Umso größer war die Freude beim FC Bayern am Mittwochabend in Lissabon, dass Sanches seine unverhoffte Chance an seiner alten Wirkungsstätte so eindrucksvoll genutzt hatte. Trainer Niko Kovac hatte seinem Bauchgefühl vertraut, wie er sagte, als er Sanches in der Startelf aufbot, nachdem Thiago Alcántara wegen einer Zehenblessur nicht mitwirken konnte. „Er hat sehr viele Nackenschläge hinnehmen müssen“, erinnerte Kovac, als er über Sanches sprach, und lobte: „Das, was er heute geleistet hat, war einzigartig.“ In der Tat agierte Sanches als einer der beiden Achter im Mittelfeld an der Seite von James Rodríguez sehr präsent, einsatzfreudig und auch umsichtig, nicht nur bei jenem Angriff, den er maßgeblich prägte und mit seinem ersten Pflichtspieltor für die Bayern im 27. Einsatz krönte.
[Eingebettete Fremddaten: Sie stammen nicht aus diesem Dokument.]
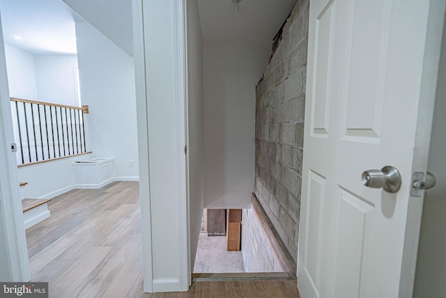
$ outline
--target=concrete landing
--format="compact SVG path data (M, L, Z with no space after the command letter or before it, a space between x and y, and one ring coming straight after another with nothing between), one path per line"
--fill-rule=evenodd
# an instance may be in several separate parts
M245 267L240 251L226 251L226 237L200 234L194 273L240 273Z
Lob für Sanches von Mitspielern und Klubführung

„Genau das, was wir brauchen“, habe Sanches auf seiner Position gezeigt, befand Mats Hummels übergeordnet, „das hat er fantastisch gemacht.“ Ein Märchen, entgegnete Sportdirektor Hasan Salihamidzic, sei das aber nicht, „weil das ein richtig guter Fußballer ist“. Seine Fähigkeiten lagen wohl in der Tat nur brach, mangels körperlicher Fitness und vor mangels Selbstvertrauen. Dass er nun über beides verfügt, hat auch viel mit Kovac zu tun. Schon früh in der Vorbereitung sprach der neue Trainer immer wieder davon, auf Sanches setzen zu wollen. Auch deshalb, weil dieser viel Engagement, Lernbereitschaft und Willen zeigte, „dass er sich durchsetzen will“, wie es Salihamidzic formulierte. Bei seiner Rückkehr in seine Heimat war ihm das eindrucksvoll gelungen. „Das war nur der Anfang, hoffe ich“, sagte Salihamidzic und musste selbst kurz lachen, als er anfügte: „Wenn er immer so spielt, ist er aus der Mannschaft nicht mehr wegzudenken.“ Dass sie das einmal in München über Renato Sanches sagen, hätten sie bis zum Mittwochabend wohl selbst nicht geglaubt.